TD: What is the saddest thing you see as a theme running through sex addicts?

SC: When sex addicts enter treatment, they are deeply in denial. They don’t see how their behaviors have negatively impacted them, and more importantly they don’t see how their behaviors have negatively impacted their partners, their kids, their parents and siblings, their employer, their community, and pretty much everyone else they come in contact with. Sometimes they vehemently deny what they’ve done or blame others for calling them out, and this furthers the traumatic damage they’ve created. We see this behavior in addicts and offenders alike, and it’s horrible for families and victims. As such, much of the work we do early in the treatment process with both addicts and offenders is geared toward breaking through denial—helping the patient see what s/he has done, the consequences of his or her actions, and that s/he alone is responsible for their behaviors. 

TD: What is the most hopeful thread that you see running through recovering sex addicts?

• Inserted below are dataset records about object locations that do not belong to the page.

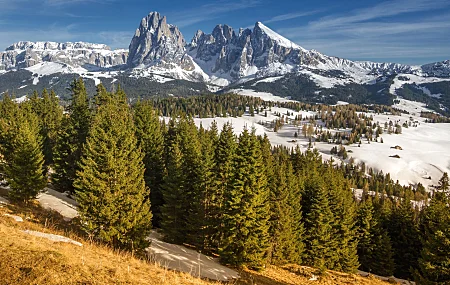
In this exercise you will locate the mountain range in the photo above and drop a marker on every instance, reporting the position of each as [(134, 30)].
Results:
[(223, 59)]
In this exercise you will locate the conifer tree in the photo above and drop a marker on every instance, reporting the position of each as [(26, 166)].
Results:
[(405, 243), (319, 242), (110, 186), (24, 170), (246, 212), (374, 246), (223, 170), (434, 261), (71, 137), (151, 140), (173, 212), (286, 226), (344, 209)]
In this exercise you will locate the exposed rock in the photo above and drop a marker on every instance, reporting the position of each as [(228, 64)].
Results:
[(91, 56)]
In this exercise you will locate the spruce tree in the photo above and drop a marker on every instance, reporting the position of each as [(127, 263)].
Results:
[(151, 140), (374, 246), (286, 226), (173, 212), (344, 209), (110, 186), (245, 238), (71, 138), (319, 241), (223, 170), (405, 243), (434, 261), (24, 170)]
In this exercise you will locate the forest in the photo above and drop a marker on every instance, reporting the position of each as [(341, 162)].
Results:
[(236, 197)]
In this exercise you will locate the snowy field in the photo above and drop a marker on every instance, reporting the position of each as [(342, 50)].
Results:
[(425, 150)]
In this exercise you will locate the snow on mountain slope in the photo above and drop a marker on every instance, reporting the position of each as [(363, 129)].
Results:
[(282, 41), (404, 78), (49, 68), (93, 56), (221, 58)]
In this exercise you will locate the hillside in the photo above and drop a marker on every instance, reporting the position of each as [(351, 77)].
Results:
[(25, 259)]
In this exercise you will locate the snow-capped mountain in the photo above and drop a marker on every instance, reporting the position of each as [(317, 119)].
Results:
[(159, 47), (26, 54), (223, 57)]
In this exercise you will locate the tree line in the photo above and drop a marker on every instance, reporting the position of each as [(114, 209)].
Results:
[(235, 196)]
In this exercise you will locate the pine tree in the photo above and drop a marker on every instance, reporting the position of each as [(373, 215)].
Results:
[(110, 186), (24, 170), (374, 246), (70, 138), (286, 226), (173, 213), (344, 209), (434, 261), (224, 154), (404, 232), (319, 242), (151, 140), (245, 233)]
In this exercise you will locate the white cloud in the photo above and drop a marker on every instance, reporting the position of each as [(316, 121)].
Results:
[(380, 32), (209, 11), (290, 16)]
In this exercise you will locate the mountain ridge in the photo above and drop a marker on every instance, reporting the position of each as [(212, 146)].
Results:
[(222, 58)]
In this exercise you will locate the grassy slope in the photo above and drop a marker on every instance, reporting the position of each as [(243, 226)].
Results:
[(26, 259)]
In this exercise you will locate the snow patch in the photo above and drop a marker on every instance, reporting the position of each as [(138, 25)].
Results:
[(14, 217), (52, 237), (180, 258)]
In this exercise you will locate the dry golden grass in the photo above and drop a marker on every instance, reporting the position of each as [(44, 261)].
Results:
[(295, 274), (25, 259)]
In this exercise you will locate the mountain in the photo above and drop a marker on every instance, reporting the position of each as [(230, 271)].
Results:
[(160, 48), (92, 56), (224, 59)]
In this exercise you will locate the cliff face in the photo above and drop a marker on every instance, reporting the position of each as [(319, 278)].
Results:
[(26, 54)]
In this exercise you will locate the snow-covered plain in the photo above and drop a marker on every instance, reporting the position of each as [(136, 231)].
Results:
[(424, 158)]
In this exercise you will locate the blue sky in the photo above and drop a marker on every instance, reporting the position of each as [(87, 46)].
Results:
[(404, 31)]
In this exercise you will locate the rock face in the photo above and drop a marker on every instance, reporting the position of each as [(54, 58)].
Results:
[(91, 56), (437, 69), (157, 43), (263, 52)]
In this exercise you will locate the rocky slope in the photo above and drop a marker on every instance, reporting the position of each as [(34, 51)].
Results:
[(224, 57), (26, 54)]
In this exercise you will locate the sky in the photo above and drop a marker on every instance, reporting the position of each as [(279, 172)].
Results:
[(403, 31)]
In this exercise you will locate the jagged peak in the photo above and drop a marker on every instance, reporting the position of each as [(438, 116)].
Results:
[(24, 45), (282, 41)]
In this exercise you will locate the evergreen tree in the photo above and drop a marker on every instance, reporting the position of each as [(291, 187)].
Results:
[(374, 246), (344, 209), (245, 233), (223, 170), (24, 170), (319, 242), (110, 186), (286, 226), (434, 261), (405, 243), (151, 140), (70, 138), (173, 212)]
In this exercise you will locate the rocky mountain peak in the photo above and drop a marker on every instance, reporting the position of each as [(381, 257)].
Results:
[(156, 42)]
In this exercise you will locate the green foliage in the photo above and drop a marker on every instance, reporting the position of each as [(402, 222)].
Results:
[(434, 261), (110, 186), (149, 133), (24, 171), (71, 138), (246, 211)]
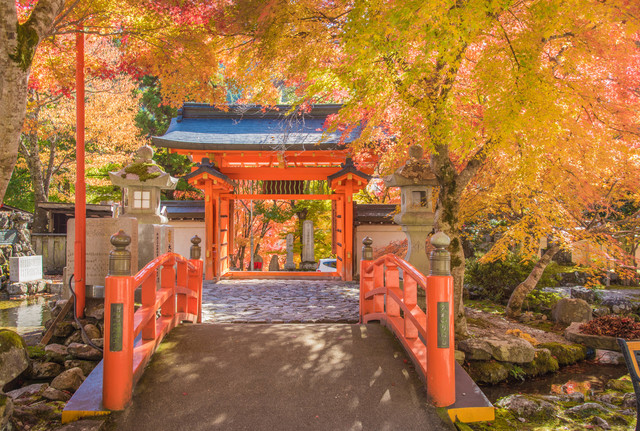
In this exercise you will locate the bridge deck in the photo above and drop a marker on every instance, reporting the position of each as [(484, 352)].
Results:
[(279, 377)]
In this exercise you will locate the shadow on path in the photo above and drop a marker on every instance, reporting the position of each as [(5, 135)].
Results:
[(279, 377)]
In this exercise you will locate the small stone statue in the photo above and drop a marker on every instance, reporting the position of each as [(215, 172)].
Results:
[(416, 168)]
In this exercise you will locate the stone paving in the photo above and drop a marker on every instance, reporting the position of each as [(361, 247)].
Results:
[(280, 301)]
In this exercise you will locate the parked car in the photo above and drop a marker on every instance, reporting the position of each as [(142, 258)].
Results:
[(327, 265)]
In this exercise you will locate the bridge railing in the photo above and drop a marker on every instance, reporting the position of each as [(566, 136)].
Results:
[(427, 335), (131, 337)]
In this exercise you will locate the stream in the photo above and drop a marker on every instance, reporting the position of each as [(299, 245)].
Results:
[(26, 315), (587, 371)]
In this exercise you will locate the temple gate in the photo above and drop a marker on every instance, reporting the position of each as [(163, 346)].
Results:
[(272, 155)]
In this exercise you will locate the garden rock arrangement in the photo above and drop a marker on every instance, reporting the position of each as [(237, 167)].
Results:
[(494, 359), (569, 407), (48, 375), (15, 224)]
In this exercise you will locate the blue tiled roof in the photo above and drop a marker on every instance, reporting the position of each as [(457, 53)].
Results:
[(202, 127)]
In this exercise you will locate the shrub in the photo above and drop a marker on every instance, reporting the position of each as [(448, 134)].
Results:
[(612, 326), (499, 278)]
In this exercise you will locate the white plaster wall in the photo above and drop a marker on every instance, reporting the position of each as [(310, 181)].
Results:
[(183, 231)]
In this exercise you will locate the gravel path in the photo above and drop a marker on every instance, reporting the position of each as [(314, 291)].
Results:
[(280, 301)]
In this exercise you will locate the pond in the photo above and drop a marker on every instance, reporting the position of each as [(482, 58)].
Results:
[(25, 316), (587, 371)]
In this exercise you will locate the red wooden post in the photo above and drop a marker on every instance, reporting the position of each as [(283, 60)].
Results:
[(80, 245), (366, 277), (149, 300), (118, 327), (168, 281), (410, 289), (181, 280), (378, 281), (392, 281), (195, 278), (440, 344)]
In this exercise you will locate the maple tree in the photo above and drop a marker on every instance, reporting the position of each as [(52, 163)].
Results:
[(462, 78), (571, 196), (37, 52), (47, 144), (466, 79)]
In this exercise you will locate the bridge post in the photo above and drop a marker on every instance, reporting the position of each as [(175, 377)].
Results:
[(195, 277), (118, 326), (366, 277), (440, 371)]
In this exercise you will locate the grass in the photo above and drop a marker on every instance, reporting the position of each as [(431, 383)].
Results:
[(485, 305)]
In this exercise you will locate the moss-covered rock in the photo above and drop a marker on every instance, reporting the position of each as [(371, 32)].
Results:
[(566, 354), (36, 352), (489, 372), (623, 384), (543, 363), (527, 406), (144, 170), (13, 356), (586, 410)]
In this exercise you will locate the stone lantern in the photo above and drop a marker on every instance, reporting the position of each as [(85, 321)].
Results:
[(142, 182), (415, 180)]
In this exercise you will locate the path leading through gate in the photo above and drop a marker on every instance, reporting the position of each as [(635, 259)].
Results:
[(279, 377), (280, 301)]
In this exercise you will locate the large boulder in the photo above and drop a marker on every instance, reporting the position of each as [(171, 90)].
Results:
[(14, 358), (84, 351), (44, 370), (581, 292), (491, 372), (585, 410), (6, 410), (574, 334), (85, 366), (565, 354), (28, 391), (69, 380), (569, 310), (507, 349), (56, 352), (542, 363), (92, 331)]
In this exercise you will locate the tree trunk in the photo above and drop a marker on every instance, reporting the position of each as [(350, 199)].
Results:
[(30, 150), (447, 221), (18, 43), (514, 307)]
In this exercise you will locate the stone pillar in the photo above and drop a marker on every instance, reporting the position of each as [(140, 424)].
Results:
[(308, 243), (273, 264), (289, 264)]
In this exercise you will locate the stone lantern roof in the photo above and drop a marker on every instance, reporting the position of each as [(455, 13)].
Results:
[(143, 172)]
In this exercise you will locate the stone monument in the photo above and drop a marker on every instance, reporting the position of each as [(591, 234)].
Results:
[(274, 265), (289, 264), (142, 182), (415, 180), (257, 262), (308, 243)]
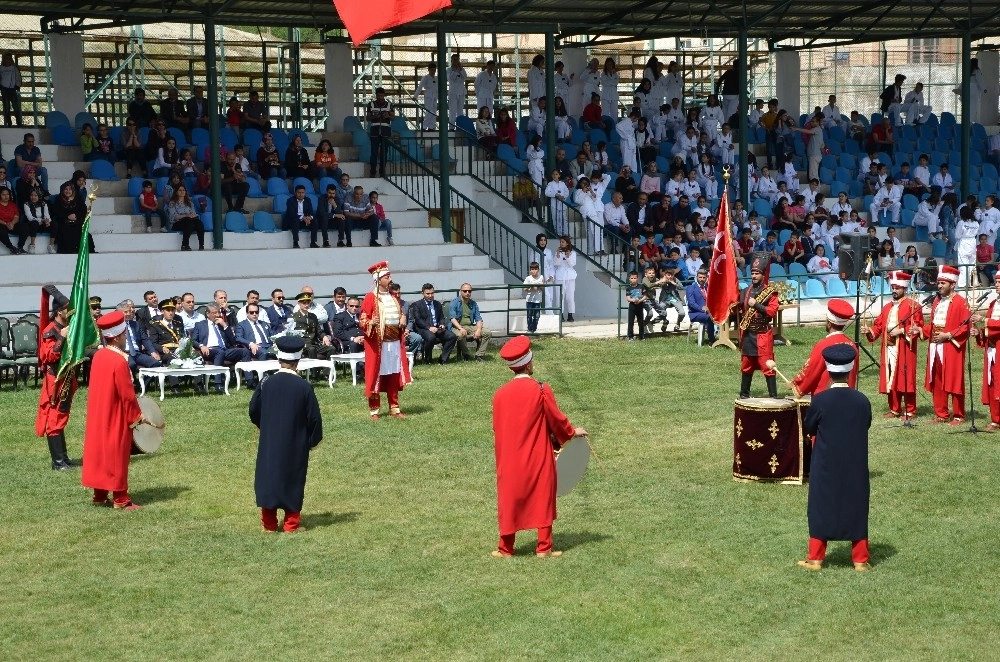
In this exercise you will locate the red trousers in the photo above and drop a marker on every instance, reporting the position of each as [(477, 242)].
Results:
[(120, 498), (269, 518), (859, 550), (506, 545), (389, 384), (897, 400), (941, 395)]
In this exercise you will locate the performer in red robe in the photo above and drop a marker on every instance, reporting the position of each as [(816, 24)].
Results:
[(989, 338), (112, 413), (56, 398), (898, 329), (756, 310), (948, 330), (526, 423), (383, 322), (813, 378)]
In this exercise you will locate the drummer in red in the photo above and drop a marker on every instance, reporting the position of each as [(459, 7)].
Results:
[(989, 338), (813, 378), (898, 329), (112, 413), (526, 422), (948, 331)]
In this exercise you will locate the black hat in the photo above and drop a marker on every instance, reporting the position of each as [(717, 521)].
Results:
[(840, 357), (289, 347)]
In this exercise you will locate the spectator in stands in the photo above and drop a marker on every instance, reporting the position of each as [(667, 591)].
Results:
[(130, 148), (182, 216), (149, 205), (198, 110), (298, 215), (331, 214), (255, 114), (68, 212), (234, 185), (297, 161), (141, 110), (173, 112), (269, 160), (36, 217), (358, 210), (28, 153)]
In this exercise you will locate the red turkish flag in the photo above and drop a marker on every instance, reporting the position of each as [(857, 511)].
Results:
[(723, 283), (363, 19)]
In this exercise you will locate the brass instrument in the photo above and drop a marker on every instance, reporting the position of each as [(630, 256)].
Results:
[(769, 290)]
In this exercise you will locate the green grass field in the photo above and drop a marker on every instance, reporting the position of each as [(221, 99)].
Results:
[(666, 556)]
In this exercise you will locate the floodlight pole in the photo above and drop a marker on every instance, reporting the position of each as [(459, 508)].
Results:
[(212, 109), (444, 165)]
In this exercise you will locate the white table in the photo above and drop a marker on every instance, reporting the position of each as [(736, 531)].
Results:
[(354, 359), (161, 374), (270, 365)]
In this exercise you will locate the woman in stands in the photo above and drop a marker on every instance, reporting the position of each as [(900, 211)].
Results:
[(130, 148), (297, 162), (68, 213), (325, 162), (36, 217)]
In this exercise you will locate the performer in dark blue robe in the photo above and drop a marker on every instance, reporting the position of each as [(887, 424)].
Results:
[(838, 476), (285, 409)]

SC: People do recover from both sexual addiction and sexual offending. I see it every day. They don’t do it alone, and healing does not come easily, but it’s possible for any person who wants it and is willing to put in the work. Usually, once the problematic behaviors are under control, these individuals begin working on the underlying issues (most often various forms of unresolved early-life trauma) that drove them into addiction or offending. That process is incredibly healing, and a great boost to long-term sobriety and recovery.

TD: What happens to the marriage? What happens to the kids?

SC: There is no denying that relationships and families are deeply and negatively impacted by sex addiction (or any other addiction). That said, the impact is different for every relationship and every family. Partners can be completely traumatized by the addiction and they may wall themselves off to protect themselves, sometimes they engage in addictive behaviors of their own as a way of coping with or masking the emotional pain they’re feeling. Recognizing this, we try very hard to bring families into the treatment milieu and to integrate them as part of the recovery process.

I have also asked Sean Walsh CEO of Meadows Behavioral Healthcare who is duly concerned with the need to help people to understand what treatment for sex addiction is all about to weigh in as well. ”The main thing I want the public to know,” says Walsh, “ is that the majority of patients that we treat are usually victims themselves of some type of abuse whether it is sexual assault, child abuse, rape or incest. Only 10% of those we treat for sex addiction are also offenders…. those who are only sex offenders and we are not the appropriate facility, we refer to appropriate offender treatment facilities. The core of the Meadows Model and our treatment approach is to bring healing to the trauma experienced by victims who live out the pain of their own abuse through becoming obsessed with sexual acting out.”

Walsh continues, “The benefit from times like these, is the potential for increased awareness of the issues, conversations like these. The problem itself is nothing new, for far too long men in power have been victimizing women, it’s been going on since the beginning of time. I am hopeful that increased awareness about the empowerment that comes from movements like “#me too” will lead survivors of abuse to taking a stand and seeking the healing and hope they deserve, as well as to offenders being held accountable. And that a paradigm shift will occur, where these behaviors will no longer be tolerated or enabled.”